Il Ministero del Lavoro, tenuto conto delle dichiarazioni al tavolo, ha illustrato le varie tipologie di ammortizzatori sociali, utili a rispondere alle esigenze aziendali soddisfacendo, al contempo, l’esclusione dei licenziamenti, come richiesto dal sindacato.

Ipotesi cassa integrazione 

L’azienda BT Italia si è dichiarata disponibile a valutare la cassa integrazione per crisi per la durata di 6 mesi (1 luglio – 31 dicembre), con un utilizzo fino al 100% per le risorse che, dal prossimo mese, saranno in reparti privi di attività. In questo periodo l’azienda aprirebbe ad un incentivo all’esodo volontario, per poi procedere, al termine della cigs, con i licenziamenti coatti qualora non fosse raggiunto il numero di 128 uscite.

Le segreterie nazionali di Slc Cgil, Fistel Cisl, Uilcom Uil “hanno ribadito che non sono disponibili alla sottoscrizione di accordi che comunque prevedano licenziamenti coatti.

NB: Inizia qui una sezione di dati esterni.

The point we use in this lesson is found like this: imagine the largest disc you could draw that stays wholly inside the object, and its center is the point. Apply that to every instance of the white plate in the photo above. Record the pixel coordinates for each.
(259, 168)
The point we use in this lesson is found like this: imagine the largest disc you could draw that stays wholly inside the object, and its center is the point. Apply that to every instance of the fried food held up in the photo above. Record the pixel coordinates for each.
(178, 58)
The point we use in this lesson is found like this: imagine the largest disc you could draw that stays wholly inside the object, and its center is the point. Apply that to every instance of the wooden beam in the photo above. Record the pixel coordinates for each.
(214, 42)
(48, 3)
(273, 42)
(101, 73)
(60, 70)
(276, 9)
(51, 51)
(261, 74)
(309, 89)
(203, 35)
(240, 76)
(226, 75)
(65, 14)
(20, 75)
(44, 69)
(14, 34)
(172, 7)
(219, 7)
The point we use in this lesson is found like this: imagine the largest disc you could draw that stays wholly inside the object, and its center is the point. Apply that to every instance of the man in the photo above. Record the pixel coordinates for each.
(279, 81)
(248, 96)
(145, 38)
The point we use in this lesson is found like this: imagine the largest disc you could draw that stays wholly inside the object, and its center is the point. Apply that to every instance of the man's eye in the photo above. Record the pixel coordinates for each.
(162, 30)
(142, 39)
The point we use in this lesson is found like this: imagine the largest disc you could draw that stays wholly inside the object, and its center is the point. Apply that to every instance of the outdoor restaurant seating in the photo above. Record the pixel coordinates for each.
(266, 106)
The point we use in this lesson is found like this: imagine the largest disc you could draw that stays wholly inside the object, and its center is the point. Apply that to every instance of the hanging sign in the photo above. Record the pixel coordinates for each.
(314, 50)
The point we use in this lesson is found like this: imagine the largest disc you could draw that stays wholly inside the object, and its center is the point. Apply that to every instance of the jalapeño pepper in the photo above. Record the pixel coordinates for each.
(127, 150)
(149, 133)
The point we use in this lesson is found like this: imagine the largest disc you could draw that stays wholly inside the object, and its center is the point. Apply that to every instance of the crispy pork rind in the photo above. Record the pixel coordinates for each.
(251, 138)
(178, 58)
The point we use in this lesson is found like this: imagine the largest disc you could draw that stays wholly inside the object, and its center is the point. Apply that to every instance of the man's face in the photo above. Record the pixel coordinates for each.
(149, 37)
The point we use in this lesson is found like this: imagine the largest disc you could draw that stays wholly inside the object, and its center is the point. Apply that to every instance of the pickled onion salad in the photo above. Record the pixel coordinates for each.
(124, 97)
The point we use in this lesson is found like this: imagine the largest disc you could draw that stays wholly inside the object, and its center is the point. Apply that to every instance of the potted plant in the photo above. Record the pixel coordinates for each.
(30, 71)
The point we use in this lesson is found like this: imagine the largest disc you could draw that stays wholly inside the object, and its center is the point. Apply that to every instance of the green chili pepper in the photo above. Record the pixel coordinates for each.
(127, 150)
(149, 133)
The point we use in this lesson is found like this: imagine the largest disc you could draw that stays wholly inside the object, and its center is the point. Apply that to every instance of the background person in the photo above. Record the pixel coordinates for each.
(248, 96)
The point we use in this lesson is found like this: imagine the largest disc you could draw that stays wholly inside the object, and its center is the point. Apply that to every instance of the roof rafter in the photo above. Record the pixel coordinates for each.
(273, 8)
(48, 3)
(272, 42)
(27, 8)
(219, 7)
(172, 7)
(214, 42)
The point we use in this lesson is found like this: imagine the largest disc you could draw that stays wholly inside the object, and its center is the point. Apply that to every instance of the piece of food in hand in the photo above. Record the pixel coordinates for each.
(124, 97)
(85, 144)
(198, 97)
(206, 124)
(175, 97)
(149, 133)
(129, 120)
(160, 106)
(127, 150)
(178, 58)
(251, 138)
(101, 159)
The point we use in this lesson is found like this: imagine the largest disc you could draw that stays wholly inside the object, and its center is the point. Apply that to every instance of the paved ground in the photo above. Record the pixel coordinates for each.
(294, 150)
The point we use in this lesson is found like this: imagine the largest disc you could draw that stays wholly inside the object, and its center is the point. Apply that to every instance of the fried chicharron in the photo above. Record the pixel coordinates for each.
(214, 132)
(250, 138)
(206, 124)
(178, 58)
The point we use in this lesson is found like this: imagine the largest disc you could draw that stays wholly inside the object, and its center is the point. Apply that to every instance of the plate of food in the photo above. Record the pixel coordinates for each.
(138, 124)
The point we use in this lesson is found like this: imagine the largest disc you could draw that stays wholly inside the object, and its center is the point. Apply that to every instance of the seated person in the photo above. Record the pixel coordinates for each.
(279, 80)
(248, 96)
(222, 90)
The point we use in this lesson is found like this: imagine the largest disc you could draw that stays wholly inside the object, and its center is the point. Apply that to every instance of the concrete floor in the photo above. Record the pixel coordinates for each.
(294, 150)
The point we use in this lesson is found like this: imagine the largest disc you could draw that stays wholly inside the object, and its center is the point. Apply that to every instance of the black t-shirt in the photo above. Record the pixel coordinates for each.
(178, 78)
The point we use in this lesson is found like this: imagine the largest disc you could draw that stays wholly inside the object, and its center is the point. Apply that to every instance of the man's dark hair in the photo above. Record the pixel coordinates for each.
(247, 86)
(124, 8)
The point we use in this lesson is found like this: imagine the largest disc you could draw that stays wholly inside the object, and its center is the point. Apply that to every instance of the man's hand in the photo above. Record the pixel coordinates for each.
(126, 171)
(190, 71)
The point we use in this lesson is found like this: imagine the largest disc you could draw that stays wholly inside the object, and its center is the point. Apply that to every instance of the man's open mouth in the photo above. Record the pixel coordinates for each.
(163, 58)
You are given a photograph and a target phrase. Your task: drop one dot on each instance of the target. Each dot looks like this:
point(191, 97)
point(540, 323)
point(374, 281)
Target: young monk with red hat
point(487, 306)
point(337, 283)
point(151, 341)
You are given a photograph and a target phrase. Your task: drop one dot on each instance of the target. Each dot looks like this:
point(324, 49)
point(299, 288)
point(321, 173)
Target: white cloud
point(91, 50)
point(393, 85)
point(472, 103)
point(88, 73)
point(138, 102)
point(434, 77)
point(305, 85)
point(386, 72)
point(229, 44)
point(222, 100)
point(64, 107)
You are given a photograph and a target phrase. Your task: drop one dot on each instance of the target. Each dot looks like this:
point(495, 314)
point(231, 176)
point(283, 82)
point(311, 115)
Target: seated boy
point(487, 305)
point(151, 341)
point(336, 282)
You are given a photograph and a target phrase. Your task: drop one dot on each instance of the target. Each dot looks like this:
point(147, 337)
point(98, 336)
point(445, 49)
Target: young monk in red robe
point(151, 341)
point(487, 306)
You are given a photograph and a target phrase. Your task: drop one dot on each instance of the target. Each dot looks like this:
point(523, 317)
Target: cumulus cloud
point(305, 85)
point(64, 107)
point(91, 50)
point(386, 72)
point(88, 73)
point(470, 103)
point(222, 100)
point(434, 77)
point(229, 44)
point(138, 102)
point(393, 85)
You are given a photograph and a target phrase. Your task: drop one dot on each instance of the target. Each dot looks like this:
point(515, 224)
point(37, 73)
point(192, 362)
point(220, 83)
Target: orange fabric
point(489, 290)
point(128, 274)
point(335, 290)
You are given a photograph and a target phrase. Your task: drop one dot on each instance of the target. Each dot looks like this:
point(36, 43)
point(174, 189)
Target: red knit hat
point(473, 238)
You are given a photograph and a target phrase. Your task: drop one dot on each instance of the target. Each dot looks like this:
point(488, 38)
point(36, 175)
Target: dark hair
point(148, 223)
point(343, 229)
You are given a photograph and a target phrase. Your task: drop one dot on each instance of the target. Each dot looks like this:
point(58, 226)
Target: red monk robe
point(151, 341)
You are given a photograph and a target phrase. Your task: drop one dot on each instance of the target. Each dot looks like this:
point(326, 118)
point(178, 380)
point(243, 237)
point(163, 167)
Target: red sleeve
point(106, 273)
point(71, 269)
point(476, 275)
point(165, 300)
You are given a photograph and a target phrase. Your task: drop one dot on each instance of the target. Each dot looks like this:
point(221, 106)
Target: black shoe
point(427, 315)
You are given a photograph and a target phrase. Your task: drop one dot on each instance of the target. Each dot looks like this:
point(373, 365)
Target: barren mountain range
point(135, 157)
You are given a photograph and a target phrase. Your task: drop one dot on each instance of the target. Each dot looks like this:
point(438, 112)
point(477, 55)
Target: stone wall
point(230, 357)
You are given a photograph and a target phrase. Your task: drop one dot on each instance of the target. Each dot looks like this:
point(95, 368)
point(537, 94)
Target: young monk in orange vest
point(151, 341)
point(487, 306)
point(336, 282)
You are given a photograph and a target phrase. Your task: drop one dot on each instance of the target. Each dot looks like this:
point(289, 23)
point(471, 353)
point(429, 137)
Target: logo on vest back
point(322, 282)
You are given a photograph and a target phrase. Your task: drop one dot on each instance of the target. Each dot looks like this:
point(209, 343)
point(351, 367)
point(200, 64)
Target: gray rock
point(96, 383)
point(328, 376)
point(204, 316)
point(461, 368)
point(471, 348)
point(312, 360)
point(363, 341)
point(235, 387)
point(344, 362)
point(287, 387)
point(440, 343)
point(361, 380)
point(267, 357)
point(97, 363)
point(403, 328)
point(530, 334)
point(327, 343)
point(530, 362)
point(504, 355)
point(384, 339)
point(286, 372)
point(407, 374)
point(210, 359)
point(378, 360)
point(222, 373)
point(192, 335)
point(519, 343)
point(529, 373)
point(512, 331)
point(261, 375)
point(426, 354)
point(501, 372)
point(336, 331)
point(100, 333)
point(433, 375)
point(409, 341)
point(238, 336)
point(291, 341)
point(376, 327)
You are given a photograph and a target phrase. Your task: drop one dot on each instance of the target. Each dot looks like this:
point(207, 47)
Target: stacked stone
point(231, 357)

La proposta aziendale non farebbe altro che rimandare, di solo 6 mesi, il licenziamento delle lavoratrici e dei lavoratori che non aderiranno a misure di incentivazione all’esodo”, si legge in una nota. “Le organizzazioni sindacali hanno dato apertura all’utilizzo della cassa integrazione e ad un sistema di incentivazione all’esodo, esclusivamente quali strumenti finalizzati alla chiusura definitiva della procedura di licenziamento in corso”.

Registrando un’apertura aziendale, il Ministero ha rinviato la parti ad un incontro conclusivo il prossimo 21 giugno, chiedendo ad azienda e sindacato di continuare a confrontarsi, nel frattempo, con l’obiettivo di trovare un equilibrio tra gli interessi posti in campo.